The Video: 5 out of 5Paramount Pictures provides Rango on Blu-ray with a sparking 1080p High Definition. I could not see a thing wrong with this image. The level of detail is deliriously good, the colors are perfectly rich when they need to be and a sun-washed when they aren’t. I have always been a fan of how Gore Verbinski shoots his films – a man able to balance the dark and grimy with the pristine and perfect to produce images with depth and fantastic beauty. Using the unlimited possibility of animation, each frame is a perfect example of that skill. Perfect!
The Sound: 5 out of 5The audio that comes with Rango is a glorious as the video. Hans Zimmer’s playful western-themed score lives throughout the surround experience while the sound design, with dusty wind-blown plains, squawks of menacing hawks, the threatening rattle of snakes, and the echoing sounds of subterranean tunnels are produced so perfectly with the lossless DTS-HD Master Audio that you will be quickly impressed. Bravo!

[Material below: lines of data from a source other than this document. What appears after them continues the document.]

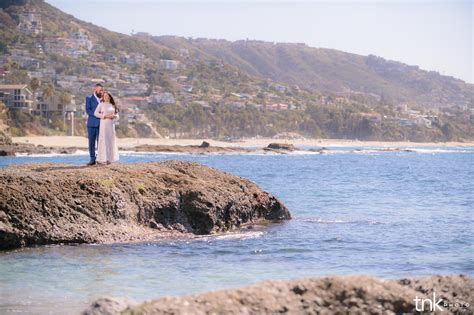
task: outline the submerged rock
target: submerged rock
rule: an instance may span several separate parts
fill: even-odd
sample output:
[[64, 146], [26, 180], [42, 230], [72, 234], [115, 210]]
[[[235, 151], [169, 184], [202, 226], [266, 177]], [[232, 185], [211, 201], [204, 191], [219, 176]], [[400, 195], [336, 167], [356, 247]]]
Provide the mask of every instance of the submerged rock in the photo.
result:
[[209, 148], [211, 144], [207, 141], [203, 141], [201, 145], [199, 146], [200, 148]]
[[311, 148], [308, 150], [309, 152], [317, 152], [319, 154], [324, 154], [324, 153], [328, 153], [329, 152], [329, 149], [326, 148], [326, 147], [322, 147], [322, 148]]
[[0, 249], [208, 234], [286, 219], [285, 205], [253, 182], [198, 163], [23, 164], [0, 174]]
[[270, 143], [265, 149], [294, 151], [295, 146], [288, 143]]
[[[407, 281], [424, 286], [410, 286]], [[240, 289], [164, 297], [128, 306], [99, 299], [83, 314], [104, 314], [98, 310], [114, 310], [107, 314], [413, 314], [417, 313], [414, 299], [431, 299], [433, 290], [443, 303], [464, 303], [443, 307], [443, 314], [472, 314], [474, 280], [466, 275], [399, 281], [367, 276], [266, 281]], [[117, 310], [117, 305], [123, 308]]]
[[120, 150], [131, 150], [135, 152], [176, 152], [176, 153], [247, 153], [252, 150], [241, 147], [218, 147], [211, 146], [209, 142], [203, 141], [200, 145], [151, 145], [142, 144], [132, 148], [120, 148]]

The Extras: 3.5 out of 5Disc 1: Commentary by Director, Co-Writer and Producer Gore Verbinski, Head of Story James Ward Byrkit, Production Designer Mark “Crash” McCreery, Animation Director Hal Hickel and Visual Effects Supervisor Tim Alexander Breaking the Rules: Making Animation History (48:52): Split into two chapters (The Stage is Set and Now We Ride), Verbinski and others talk of the beginnings of Rango (and the six-year wait from idea to creation for Verbinski) and we even see early artwork, story-break session, and other revealing origins. The second chapter delves into the creating process – working and pushing the legendary Industrial Light and Magic (ILM) – and is equally interesting. This is quite meaty an extra. Deleted Scenes (8:27): 10 deleted scenes, including a (very slightly) alternate ending, many of which will feel familiar (containing much of what made it into the final product) Real Creatures of Dirt: Animal experts talk about the real creatures from which the characters in Rango were born. Storyboard Reel Picture-in-Picture: Available on the theatrical cut only, you can watch the entire film with the corresponding storyboards in picture. A Field Trip to Dirt: An interesting special feature that allows viewers to take a virtual tour of Dirt, choosing which streets to go down and interacting with characters and answering trivia. Theatrical Trailer
Disc 2:DVD and Digital Copy version of the film
Final ThoughtsRango is a success on almost every front. Although not every comedic moment fully connects, the entertaining story, superb animation, impressive voice cast, and imagination on display throughout the very funny running time are well-worth adding to your collection. The disc includes both the theatrical and an extended which runs approximately 4 minutes longer. This family film is a delight for adults as much as for kids. Highly Recommended.